The sandtrout skin still shuddered from Hwi’s touch. “Moisture in the air makes me overly sensitive,” he said. Slowly, the shuddering subsided.
“I refuse to regret what cannot be,” she whispered.
“Be strong, Hwi, for your soul is mine.”
She turned at a sound from the guest house. “Moneo returns,” she said. “Please, Love, do not frighten him.”
“Is Moneo your friend, too?”
“We are friends of the stomach. We both like yogurt.”
Leto was still chuckling when Moneo stopped beside Hwi. Moneo ventured a smile, casting a puzzled glance at Hwi. There was gratitude in the majordomo’s manner and some of the subservience he was accustomed to show to Leto he now directed at Hwi. “Is it well with you, Lady Hwi?”
“It is well with me.”
Leto said: “In the time of the stomach, friendships of the stomach are to be nurtured and cultivated. Let us be on our way, Moneo. Tuono awaits.”
Moneo turned and shouted orders to the Fish Speakers and courtiers.

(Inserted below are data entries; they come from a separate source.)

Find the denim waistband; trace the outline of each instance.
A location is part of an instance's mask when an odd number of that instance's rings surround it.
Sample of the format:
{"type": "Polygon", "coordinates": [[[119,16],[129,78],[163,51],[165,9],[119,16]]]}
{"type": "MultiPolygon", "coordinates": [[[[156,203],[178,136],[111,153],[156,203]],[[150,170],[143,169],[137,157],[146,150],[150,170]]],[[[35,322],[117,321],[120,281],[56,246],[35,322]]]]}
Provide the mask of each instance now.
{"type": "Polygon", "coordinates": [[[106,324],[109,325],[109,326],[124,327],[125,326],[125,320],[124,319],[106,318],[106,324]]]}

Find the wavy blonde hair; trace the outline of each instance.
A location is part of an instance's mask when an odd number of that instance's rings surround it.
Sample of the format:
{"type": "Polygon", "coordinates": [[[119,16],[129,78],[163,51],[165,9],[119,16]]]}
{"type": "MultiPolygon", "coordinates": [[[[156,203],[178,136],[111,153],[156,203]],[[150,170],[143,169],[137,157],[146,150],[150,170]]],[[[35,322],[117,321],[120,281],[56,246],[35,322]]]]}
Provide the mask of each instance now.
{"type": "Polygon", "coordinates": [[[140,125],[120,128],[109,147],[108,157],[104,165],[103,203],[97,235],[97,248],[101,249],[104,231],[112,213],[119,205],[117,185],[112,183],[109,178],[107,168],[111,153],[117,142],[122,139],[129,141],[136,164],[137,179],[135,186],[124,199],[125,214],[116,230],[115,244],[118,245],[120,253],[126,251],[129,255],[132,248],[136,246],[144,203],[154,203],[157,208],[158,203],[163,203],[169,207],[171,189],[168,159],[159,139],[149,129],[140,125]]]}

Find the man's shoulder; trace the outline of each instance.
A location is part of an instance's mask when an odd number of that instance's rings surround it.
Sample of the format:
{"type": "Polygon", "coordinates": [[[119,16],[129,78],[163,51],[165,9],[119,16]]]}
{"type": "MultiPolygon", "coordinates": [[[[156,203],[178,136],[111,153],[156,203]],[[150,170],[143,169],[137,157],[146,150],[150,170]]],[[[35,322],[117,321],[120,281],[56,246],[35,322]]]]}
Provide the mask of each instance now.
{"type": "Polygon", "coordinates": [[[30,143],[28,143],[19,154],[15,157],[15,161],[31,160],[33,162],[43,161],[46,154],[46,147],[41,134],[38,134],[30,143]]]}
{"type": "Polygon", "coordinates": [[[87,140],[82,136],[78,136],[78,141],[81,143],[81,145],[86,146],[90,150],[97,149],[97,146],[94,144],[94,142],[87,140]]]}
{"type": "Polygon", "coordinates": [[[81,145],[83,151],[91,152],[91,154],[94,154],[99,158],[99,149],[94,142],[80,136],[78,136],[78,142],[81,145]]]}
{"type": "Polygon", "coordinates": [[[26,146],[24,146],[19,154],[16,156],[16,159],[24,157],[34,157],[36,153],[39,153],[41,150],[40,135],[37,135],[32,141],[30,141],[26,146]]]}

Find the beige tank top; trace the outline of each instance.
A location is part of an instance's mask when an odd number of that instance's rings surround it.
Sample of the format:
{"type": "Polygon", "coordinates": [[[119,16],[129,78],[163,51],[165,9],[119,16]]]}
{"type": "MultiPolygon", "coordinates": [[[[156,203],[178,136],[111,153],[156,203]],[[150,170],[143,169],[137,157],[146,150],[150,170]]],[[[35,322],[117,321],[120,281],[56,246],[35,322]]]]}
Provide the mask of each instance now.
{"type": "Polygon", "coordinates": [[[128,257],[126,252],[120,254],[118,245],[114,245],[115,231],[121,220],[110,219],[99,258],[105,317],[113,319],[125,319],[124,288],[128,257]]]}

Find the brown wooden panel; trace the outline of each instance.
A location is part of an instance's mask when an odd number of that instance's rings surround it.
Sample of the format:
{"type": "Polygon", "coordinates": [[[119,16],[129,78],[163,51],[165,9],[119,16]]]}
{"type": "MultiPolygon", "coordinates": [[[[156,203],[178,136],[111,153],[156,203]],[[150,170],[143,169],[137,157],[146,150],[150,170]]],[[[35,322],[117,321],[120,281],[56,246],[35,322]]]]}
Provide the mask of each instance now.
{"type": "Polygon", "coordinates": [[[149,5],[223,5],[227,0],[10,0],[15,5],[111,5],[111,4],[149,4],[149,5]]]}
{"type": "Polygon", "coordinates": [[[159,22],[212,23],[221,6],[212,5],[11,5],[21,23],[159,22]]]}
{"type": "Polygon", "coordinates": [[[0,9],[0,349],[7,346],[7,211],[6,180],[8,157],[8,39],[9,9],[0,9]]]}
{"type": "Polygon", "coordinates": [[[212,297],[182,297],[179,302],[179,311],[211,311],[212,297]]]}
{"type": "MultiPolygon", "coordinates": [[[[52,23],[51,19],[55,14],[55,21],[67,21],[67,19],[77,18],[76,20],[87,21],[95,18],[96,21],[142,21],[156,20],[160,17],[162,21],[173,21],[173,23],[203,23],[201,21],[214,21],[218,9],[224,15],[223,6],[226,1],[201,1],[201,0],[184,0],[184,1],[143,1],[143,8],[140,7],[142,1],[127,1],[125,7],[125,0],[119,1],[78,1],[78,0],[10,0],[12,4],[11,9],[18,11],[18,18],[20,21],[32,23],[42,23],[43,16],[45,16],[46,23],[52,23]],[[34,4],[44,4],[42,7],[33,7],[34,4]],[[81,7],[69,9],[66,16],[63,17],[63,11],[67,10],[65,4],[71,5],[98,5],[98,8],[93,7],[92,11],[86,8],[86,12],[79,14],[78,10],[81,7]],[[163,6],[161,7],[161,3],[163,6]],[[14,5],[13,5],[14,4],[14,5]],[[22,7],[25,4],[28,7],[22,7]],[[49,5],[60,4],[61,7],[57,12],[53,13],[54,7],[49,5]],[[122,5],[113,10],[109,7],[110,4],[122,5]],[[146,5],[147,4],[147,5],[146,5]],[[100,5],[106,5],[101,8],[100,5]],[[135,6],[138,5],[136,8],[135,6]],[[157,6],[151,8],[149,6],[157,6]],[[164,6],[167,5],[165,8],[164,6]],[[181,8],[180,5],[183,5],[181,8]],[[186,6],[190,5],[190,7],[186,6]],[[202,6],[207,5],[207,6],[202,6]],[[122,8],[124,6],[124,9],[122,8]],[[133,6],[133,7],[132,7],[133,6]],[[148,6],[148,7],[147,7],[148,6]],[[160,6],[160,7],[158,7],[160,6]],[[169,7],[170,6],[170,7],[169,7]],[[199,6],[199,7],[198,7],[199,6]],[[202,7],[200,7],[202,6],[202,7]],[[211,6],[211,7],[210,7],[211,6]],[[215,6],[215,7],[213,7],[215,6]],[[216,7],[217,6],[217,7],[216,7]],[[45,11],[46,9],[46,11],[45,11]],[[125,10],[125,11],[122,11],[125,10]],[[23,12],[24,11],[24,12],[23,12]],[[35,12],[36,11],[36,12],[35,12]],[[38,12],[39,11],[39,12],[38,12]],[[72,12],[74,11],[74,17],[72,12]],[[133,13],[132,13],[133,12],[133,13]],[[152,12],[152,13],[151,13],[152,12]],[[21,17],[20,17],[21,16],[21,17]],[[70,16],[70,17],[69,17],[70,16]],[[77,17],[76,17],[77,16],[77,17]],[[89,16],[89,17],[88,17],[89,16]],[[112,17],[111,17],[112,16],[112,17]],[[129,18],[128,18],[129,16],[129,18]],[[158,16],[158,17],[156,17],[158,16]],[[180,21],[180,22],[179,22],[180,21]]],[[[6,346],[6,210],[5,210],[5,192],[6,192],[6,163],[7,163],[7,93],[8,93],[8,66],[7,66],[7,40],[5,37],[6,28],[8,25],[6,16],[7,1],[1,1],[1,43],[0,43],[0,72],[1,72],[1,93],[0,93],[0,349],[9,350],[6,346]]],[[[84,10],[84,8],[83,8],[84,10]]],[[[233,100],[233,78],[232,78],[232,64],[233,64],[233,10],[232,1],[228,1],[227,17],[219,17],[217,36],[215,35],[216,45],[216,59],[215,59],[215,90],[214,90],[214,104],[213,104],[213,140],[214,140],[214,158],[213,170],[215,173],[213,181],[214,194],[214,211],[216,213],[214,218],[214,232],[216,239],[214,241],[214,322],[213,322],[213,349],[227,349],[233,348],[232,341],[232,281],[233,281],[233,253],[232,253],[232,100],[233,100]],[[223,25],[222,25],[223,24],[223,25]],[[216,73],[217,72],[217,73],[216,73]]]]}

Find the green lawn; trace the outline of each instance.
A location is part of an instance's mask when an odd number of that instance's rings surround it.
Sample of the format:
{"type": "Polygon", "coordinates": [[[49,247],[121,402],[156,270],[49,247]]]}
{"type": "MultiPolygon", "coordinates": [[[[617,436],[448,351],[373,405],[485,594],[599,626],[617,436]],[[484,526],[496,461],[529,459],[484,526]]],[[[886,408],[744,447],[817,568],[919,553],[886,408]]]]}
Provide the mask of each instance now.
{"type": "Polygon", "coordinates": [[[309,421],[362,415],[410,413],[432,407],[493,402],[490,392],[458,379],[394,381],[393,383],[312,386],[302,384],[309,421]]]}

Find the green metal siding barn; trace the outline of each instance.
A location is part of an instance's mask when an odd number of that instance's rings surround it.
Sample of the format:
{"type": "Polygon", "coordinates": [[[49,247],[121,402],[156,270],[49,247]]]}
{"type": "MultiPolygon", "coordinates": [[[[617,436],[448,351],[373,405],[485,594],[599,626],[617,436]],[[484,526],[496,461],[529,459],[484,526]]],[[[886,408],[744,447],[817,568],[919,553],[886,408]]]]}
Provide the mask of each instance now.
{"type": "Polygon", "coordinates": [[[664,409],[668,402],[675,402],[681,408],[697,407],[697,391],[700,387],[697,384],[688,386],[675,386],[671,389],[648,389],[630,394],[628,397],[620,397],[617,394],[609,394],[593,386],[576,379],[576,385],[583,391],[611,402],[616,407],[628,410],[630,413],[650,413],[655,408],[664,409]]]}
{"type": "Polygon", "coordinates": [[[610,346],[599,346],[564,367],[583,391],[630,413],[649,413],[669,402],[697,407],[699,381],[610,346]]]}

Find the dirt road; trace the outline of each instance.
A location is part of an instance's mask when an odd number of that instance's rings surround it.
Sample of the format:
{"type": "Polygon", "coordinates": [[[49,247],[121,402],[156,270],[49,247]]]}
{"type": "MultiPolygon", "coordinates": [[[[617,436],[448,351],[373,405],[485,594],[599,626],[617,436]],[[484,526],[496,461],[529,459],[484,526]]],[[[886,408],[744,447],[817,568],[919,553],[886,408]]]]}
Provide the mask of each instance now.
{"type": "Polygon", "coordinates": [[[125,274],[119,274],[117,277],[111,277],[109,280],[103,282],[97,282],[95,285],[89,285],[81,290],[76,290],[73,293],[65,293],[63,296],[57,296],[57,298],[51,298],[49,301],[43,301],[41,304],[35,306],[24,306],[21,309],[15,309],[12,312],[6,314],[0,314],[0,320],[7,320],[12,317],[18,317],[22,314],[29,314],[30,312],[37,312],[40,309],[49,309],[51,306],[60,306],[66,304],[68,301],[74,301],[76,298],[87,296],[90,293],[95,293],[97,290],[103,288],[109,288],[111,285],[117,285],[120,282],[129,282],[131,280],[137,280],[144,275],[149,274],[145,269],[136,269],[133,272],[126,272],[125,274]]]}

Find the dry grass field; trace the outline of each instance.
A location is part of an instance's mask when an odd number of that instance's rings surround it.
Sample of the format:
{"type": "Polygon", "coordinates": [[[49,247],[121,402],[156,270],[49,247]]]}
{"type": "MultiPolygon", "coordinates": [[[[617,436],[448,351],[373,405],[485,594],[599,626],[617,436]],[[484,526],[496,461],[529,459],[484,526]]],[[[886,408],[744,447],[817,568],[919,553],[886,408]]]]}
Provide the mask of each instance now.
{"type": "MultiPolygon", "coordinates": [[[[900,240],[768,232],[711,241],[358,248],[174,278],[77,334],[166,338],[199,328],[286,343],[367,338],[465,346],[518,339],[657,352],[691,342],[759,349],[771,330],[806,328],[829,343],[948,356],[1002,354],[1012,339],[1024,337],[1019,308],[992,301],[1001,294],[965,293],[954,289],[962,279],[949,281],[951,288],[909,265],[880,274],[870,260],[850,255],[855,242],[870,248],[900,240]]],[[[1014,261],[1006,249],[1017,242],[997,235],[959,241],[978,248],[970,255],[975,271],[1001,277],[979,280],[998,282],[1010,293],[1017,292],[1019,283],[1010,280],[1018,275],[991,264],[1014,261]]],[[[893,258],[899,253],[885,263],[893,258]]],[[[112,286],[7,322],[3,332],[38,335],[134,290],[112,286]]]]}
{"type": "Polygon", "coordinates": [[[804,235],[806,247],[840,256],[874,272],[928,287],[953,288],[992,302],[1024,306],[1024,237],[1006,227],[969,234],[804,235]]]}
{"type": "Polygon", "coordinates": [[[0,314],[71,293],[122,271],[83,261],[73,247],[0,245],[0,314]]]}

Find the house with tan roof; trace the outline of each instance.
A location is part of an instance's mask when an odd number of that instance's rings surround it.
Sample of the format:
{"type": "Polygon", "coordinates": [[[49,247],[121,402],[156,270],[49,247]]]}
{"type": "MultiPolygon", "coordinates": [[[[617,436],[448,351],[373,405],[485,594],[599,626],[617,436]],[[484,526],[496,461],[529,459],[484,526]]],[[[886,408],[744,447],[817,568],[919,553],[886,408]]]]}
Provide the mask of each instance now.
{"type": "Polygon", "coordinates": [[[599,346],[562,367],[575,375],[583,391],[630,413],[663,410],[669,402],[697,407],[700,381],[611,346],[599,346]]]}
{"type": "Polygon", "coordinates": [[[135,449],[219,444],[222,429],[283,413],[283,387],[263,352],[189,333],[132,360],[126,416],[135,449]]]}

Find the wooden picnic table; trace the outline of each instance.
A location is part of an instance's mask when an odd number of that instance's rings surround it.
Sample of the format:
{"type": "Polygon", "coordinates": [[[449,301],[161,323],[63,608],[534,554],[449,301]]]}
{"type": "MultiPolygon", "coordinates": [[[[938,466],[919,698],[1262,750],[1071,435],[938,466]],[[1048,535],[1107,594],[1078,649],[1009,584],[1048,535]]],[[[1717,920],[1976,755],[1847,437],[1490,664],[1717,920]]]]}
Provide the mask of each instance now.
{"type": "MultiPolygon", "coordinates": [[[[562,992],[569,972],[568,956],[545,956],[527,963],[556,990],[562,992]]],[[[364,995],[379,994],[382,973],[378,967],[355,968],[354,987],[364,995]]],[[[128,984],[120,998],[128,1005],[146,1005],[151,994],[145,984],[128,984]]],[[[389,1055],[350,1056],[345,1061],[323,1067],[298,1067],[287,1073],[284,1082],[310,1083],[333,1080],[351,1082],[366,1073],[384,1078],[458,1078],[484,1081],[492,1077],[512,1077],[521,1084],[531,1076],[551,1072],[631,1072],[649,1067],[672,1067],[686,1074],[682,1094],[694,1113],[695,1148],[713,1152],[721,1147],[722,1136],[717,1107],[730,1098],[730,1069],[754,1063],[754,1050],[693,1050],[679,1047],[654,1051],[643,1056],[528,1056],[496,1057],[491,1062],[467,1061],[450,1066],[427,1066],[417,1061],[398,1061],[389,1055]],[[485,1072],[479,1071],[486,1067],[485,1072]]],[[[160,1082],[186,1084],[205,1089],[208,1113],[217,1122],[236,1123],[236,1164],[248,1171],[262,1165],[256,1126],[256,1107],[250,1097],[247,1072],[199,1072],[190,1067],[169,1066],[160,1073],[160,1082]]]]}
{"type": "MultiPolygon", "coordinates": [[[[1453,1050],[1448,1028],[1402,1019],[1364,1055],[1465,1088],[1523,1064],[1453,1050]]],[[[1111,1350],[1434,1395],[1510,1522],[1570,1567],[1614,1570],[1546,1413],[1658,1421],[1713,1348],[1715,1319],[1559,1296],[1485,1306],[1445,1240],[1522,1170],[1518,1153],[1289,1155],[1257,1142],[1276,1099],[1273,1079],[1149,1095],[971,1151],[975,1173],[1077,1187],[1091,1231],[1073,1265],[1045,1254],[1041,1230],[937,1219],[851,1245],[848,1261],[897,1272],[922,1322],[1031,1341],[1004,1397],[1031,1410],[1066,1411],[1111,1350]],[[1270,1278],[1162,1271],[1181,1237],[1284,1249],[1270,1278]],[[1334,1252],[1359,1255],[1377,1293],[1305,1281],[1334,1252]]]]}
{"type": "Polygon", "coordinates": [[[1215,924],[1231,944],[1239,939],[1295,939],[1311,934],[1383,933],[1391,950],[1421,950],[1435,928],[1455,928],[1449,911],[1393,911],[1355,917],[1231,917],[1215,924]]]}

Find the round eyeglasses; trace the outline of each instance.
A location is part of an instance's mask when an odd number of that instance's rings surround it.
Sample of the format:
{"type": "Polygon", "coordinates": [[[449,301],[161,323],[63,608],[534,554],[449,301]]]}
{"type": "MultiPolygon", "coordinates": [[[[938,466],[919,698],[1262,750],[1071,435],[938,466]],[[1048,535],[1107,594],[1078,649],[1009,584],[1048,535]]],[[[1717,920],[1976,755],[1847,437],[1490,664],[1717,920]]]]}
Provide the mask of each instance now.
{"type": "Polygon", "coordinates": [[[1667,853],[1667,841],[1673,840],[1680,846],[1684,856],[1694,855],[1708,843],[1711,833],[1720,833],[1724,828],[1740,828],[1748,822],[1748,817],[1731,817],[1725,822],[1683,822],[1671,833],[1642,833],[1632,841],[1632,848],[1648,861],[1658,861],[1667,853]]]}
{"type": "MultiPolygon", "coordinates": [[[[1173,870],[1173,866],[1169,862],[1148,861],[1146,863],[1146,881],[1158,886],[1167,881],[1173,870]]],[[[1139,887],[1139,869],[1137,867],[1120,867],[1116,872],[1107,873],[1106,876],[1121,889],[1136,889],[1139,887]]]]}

Leto grinned at Hwi. “Do I not play the impatient bridegroom with a certain style?”
She leaped lightly up to the bed of his cart, her skirt gathered in one hand. He unfolded her seat. Only when she was seated, her eyes level with Leto’s, did she respond, and then it was in a voice pitched for his ears alone.
“Love of my soul, I have captured another of your secrets.”
“Release it from your lips,” he said, joking in this new intimacy between them.
“You seldom need words,” she said. “You speak directly to the senses with your own life.”
A shudder flexed its way through the length of his body. It was a moment before he could speak and then it was in a voice she had to strain to hear above the hubbub of the assembling cortege.
“Between the superhuman and the inhuman,” he said, “I have had little space in which to be human. I thank you, gentle and lovely Hwi, for this little space.”